I take my seat and wait for the mountain of paperwork that you are expected to fill out with each visit.  I wish you could just write on the paperwork “Look at last years” but that’s not accepted.  My name is called so I go and get my clipboard with the mountain of paperwork attached.  I sit back down, still hear the screaming baby, and begin to fill out all the paperwork.  Once I’m finished I take it back and give them a copy of my ID and insurance card.  I then go back to sit back down and continue listening to the screaming baby, won’t that kid shut up for Pete’s sake. 

Finally they take me back, yes no more screaming baby.  The nurse and I walk to the scale, oh good lord did I wear light enough close, nope I must have gained 10 pounds from my house to the doctor’s office.  Oh well it is what it is.  Time for them to take my blood pressure, I’m sure it’s elevated after all I’ve been sitting in a room with a screaming baby, filling out a mountain of paperwork and I just got weighed, that would make anyone’s blood pressure rise.  Apparently between walking from the scale to the chair I must have died because I had no blood pressure.  After a few minutes of looking at me and then back at the blood pressure cuff she must have realized that I was indeed still a live and something must be wrong with the cuff so she takes my pressure from the lower part of my arm and, hallelujah, I’m alive.

After that scare it was time to enter the exam room.  We enter the room and the nurse hands me a paper blanket and paper gown, which she tells me is one size for most and to leave it open in the front.  She leaves the room and I fist unfold the blanket, I’m using the term blanket loosely as it was the size of a baby blanket, doesn’t she realize that I’m a grown up in a grown up body and a baby blanket isn’t going to cover anything so I quickly pray that the gown is made for grown-ups, I figured since I had just come back from the dead my prayer was sure to work.  Nope the gown was made for someone that wears a size 0, seriously how many people really wear a size 0?   

I begin putting on the size 0 paper gown, which I leave open in the front, and I hear a tearing sound so now my size 0 paper gown is open in the front and the back, awesome.  Oh well nothing I can do about it now.  I proceed to the exam bed, which why do doctors face the bottom part of the bed towards the door, don’t they realize that during the exam your whohaw is going to be facing that direction.  I hop up onto the exam bed and proceed to put the paper baby blanket over whatever I could and it happens, a hot flash hits.  Not just a small one, no that I could hide but a full blown sweat dripping one.  So I notice that now my size 0, torn, paper gown is stuck to my body, awesome.  Now that the gown is stuck to my body I’m thinking I must look like a fright.  Here I sit in the size 0, torn, wet paper gown anxiously waiting for the doctor to come in.

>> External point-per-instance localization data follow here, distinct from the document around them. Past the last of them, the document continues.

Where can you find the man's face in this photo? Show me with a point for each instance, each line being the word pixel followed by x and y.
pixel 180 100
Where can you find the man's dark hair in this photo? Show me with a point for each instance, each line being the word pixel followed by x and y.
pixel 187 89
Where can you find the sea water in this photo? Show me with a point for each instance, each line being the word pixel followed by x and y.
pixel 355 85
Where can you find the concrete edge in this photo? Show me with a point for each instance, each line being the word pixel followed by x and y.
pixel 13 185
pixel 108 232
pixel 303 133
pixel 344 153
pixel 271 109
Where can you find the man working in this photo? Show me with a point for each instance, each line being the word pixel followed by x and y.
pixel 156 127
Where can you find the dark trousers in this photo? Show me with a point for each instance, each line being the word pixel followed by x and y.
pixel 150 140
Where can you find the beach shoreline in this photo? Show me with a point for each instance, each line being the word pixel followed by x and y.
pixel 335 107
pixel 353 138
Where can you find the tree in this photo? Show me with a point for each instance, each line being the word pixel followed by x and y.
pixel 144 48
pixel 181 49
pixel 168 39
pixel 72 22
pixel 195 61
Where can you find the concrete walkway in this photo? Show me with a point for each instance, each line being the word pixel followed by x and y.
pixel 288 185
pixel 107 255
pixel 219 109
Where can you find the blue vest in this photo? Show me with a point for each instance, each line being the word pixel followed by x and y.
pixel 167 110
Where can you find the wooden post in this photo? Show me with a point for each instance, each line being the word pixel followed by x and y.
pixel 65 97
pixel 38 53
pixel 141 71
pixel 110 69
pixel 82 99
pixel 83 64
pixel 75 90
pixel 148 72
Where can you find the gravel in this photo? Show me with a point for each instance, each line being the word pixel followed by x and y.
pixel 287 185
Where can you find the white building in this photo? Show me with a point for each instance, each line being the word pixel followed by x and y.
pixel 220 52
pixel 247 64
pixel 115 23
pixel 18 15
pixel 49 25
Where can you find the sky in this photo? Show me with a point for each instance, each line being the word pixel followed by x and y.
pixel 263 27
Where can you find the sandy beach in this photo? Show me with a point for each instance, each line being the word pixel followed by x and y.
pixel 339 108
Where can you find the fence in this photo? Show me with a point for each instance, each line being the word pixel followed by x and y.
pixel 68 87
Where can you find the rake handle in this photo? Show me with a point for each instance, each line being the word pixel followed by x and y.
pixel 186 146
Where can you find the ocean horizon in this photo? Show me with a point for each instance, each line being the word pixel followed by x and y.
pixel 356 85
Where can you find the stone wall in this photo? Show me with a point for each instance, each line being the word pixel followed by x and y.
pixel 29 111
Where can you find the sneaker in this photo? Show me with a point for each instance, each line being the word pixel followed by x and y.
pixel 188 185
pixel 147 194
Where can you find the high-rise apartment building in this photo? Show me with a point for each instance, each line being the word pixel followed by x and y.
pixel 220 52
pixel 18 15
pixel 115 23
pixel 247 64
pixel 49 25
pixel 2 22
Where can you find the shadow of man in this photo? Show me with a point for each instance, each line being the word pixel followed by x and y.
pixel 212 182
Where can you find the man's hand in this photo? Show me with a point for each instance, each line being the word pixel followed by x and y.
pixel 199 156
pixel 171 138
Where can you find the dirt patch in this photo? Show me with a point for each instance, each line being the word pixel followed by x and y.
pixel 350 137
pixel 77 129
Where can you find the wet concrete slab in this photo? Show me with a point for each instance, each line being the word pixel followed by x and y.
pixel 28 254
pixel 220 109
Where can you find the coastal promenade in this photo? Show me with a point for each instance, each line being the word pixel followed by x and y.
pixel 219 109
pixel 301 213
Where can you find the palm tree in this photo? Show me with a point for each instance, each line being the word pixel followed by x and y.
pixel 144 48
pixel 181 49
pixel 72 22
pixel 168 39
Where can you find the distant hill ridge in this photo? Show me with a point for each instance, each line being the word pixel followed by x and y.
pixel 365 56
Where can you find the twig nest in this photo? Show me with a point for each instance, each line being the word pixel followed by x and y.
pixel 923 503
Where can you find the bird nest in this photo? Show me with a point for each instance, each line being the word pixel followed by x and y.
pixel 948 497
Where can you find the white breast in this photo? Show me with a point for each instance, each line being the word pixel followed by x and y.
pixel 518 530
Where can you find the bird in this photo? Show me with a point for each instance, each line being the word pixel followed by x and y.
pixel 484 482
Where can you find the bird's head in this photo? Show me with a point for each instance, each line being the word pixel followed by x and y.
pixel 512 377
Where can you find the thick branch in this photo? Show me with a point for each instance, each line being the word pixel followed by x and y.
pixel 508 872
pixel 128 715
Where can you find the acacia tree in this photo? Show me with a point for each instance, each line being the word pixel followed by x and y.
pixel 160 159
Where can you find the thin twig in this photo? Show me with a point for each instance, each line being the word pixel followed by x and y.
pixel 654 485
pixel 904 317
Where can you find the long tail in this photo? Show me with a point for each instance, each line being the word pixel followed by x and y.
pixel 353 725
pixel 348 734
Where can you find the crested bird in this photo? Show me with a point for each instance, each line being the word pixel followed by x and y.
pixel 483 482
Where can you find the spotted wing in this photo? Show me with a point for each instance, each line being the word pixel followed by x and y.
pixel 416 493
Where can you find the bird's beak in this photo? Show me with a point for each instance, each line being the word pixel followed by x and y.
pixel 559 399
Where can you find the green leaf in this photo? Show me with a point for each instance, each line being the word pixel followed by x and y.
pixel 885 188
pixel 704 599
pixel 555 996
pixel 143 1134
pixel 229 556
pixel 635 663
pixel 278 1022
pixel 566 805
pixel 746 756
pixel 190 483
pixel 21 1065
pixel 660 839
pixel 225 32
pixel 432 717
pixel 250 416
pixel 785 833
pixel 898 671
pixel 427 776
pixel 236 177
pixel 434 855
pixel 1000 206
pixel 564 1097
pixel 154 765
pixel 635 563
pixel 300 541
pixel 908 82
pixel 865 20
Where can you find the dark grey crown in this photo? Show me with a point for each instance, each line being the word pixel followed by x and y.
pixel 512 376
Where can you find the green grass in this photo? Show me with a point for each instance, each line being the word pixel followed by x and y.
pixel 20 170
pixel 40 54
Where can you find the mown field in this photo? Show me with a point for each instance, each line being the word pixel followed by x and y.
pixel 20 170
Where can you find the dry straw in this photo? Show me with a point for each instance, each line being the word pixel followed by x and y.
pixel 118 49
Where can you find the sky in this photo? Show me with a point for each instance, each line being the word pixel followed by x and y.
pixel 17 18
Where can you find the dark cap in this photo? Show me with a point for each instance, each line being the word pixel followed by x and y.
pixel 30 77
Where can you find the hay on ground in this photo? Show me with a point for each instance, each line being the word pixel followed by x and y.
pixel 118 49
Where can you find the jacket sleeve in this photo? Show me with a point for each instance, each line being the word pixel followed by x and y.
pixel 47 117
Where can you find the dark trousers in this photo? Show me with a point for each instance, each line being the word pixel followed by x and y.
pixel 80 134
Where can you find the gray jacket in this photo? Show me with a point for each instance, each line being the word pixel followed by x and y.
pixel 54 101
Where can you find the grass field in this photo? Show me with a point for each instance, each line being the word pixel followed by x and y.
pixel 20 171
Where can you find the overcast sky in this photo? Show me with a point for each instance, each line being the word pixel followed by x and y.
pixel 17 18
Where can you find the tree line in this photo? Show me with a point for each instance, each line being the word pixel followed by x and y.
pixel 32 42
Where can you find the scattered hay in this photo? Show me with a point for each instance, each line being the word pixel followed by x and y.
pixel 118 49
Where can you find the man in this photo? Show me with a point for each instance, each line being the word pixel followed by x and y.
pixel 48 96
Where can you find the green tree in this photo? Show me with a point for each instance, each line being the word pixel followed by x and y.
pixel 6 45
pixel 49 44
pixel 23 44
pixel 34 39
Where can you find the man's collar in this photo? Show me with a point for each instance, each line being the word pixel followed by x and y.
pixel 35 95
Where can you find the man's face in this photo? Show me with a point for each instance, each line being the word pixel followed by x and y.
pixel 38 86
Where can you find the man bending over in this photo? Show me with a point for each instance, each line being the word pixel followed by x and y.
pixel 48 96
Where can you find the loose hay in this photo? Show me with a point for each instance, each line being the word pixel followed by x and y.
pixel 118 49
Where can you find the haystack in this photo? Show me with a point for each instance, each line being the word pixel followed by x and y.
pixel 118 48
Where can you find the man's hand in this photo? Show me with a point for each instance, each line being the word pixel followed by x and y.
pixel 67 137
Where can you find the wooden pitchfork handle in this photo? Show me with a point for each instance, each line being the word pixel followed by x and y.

In walks the doctor, oh how I hope everything is somewhat covered, but since it’s stuck to my body at this point it doesn’t really matter.  After we exchange greetings the exam begins.  I’m soon asked to scoot to the edge of the exam table, not an easy feat since it feels as though I’m going to fall off the table and give the doctor a lap dance, not the way I want this appointment to go.  The doctor sits down to begin the exam and decides at that point to crack a joke, I start laughing and then begin to worry that I might laugh so hard that tinkle a little, whew I didn’t.  A few more jokes and answers to a few questions this appointment is over.

The doctor leaves and I’m finally able to take the size 0, torn, wet paper gown off and put my clothes on.  As I walk back out into the waiting room the screaming baby is still in there, thank God I made it through without screaming but there is always next year.